One of Ms. Aggarwal’s areas of expertise is developing a clean energy standard, which is the percentage of non-fossil fuels that utilities must achieve in their electricity generation and sale. By setting a standard without citing the source, the guideline aims to enable businesses and utilities to identify the most efficient way to achieve the goals. With the Senate now under Democratic control, the possibility of getting such a mandate passed could be within our grasp.

Maggie Thomas, who served as climate advisor in the presidential campaigns of Washington Governor Jay Inslee and Massachusetts Senator Elizabeth Warren, will serve as Ms.

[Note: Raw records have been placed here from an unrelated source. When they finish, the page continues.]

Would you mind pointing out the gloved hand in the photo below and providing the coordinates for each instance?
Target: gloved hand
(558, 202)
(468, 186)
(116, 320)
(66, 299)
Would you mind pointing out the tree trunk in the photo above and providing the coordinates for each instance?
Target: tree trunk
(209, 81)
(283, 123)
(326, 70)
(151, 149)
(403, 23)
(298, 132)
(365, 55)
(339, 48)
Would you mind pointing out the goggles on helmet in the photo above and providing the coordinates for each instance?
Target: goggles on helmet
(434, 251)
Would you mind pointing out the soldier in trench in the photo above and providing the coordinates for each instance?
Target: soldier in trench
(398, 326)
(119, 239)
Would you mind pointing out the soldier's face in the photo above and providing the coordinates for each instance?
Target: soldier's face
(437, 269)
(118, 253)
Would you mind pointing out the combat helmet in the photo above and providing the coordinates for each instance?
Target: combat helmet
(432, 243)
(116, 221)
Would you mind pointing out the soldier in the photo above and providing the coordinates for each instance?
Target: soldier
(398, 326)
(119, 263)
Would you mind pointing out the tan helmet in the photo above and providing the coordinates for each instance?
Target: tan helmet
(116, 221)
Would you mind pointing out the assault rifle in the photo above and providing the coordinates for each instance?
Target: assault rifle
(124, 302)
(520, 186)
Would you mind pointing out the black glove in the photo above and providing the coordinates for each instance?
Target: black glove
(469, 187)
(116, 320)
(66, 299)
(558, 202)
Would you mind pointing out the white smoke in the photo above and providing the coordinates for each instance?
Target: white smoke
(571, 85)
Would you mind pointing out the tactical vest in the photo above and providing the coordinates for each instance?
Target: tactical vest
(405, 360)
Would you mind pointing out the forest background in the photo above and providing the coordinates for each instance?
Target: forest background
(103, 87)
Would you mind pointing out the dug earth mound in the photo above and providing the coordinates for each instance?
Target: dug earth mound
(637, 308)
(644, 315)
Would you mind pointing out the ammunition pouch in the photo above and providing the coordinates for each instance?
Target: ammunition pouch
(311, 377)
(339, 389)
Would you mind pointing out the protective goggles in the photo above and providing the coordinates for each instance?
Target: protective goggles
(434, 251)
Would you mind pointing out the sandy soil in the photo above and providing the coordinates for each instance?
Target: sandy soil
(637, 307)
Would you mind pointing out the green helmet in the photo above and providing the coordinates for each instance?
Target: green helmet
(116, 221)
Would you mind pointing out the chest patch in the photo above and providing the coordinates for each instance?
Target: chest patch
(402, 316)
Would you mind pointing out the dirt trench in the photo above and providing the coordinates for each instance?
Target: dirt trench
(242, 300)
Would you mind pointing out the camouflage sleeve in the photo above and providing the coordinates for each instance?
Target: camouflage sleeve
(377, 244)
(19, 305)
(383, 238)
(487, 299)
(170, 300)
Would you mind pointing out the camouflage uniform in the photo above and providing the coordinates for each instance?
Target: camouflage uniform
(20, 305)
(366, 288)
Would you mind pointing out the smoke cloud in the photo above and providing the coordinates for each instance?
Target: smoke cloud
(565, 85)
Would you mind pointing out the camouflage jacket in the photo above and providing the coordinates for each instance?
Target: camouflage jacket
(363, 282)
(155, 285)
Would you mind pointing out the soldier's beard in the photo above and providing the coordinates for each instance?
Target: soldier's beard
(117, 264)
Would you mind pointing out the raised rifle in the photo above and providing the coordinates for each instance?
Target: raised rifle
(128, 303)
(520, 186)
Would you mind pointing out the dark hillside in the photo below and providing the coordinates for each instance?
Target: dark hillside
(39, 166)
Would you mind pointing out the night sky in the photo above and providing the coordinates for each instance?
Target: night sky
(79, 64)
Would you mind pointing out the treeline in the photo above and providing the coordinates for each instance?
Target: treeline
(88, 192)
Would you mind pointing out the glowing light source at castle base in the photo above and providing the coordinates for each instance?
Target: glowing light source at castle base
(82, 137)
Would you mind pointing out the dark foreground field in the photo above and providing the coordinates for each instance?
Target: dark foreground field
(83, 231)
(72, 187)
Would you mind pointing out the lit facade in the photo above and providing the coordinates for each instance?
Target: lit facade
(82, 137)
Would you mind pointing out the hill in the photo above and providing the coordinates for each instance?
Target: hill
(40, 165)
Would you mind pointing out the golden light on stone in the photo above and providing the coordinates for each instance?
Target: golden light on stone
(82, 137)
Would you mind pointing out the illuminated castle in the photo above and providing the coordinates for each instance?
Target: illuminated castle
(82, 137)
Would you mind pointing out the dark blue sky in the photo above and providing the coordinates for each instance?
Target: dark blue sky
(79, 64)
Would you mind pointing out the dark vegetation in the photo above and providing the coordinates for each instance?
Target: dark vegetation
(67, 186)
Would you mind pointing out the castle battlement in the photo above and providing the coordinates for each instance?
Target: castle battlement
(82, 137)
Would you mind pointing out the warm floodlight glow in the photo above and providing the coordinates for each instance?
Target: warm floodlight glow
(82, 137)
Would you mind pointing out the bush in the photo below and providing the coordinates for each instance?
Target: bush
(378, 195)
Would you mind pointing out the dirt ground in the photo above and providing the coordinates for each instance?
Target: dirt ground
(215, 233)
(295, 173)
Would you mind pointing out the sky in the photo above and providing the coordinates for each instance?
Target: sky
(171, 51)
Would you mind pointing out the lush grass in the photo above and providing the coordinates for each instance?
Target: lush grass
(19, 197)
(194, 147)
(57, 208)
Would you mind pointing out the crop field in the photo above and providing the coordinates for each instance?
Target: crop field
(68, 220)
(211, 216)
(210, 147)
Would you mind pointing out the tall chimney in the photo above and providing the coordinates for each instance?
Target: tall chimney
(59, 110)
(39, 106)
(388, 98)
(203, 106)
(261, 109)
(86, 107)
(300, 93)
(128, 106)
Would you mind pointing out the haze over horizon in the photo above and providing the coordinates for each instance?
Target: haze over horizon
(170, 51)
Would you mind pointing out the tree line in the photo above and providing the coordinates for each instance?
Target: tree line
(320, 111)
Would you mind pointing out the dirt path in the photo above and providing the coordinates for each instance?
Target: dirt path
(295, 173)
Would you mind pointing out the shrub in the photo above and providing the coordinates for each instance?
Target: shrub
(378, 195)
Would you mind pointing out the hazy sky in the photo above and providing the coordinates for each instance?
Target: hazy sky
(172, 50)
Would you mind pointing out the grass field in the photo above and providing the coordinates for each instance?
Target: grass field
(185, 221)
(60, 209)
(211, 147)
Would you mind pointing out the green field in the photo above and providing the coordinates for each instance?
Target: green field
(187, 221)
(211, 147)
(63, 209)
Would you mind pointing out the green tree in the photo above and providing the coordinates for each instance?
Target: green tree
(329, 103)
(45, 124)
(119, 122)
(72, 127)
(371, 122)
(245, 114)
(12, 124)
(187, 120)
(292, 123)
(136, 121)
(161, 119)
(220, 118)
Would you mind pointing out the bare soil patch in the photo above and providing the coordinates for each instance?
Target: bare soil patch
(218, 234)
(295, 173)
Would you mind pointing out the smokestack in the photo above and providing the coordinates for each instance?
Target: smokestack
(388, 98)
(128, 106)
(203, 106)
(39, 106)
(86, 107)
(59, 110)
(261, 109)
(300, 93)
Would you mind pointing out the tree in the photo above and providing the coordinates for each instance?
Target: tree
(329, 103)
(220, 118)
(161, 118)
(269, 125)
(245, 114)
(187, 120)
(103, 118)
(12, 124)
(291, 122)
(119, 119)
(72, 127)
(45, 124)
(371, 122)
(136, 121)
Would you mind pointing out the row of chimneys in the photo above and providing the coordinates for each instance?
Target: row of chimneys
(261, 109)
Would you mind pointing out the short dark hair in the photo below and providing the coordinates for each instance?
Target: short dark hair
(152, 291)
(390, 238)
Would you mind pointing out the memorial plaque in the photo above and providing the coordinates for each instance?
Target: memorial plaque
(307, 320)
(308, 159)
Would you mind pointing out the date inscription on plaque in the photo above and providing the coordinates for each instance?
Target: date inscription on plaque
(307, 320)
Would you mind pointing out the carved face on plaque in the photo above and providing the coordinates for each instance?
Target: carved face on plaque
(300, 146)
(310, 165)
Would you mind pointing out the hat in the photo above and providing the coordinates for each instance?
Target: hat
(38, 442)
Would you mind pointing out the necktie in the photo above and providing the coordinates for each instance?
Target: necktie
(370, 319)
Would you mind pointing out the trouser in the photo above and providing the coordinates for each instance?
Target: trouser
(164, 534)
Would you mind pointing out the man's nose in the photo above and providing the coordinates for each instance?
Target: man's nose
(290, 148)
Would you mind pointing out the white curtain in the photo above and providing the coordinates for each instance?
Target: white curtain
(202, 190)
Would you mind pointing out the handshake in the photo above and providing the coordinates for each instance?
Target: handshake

McCarthy’s chief of staff.

Jahi Wise, political director of the Coalition for Green Capital, a nonprofit group committed to investing in clean energy, will be a senior advisor on climate and finance.

The White House’s expansive team, which is not subject to Senate approval, has caused consternation among Republicans. Wyoming Senator John Barrasso, who will be the top Republican on the Senate Energy Committee, said he believed that stepping up energy innovation rather than “appointing countless unchecked tsars” would be best for both the economy and the environment.

James P. Pfiffner, Professor Emeritus of Public Policy at George Mason University and an expert on the Presidency, noted that Presidents have increasingly centralized control in the White House, creating special positions on high priority policies with mixed results to have.

A new White House climate office with at least five employees was a lot, he said, and a White House “Tsar” like Ms. McCarthy would have its challenges.

“White House staff have no power to make decisions about spending or staff,” he said. “Of course they can be powerful, but only to the extent that their policy area is of paramount importance to the President.”

Christopher Flavelle contributed to the coverage.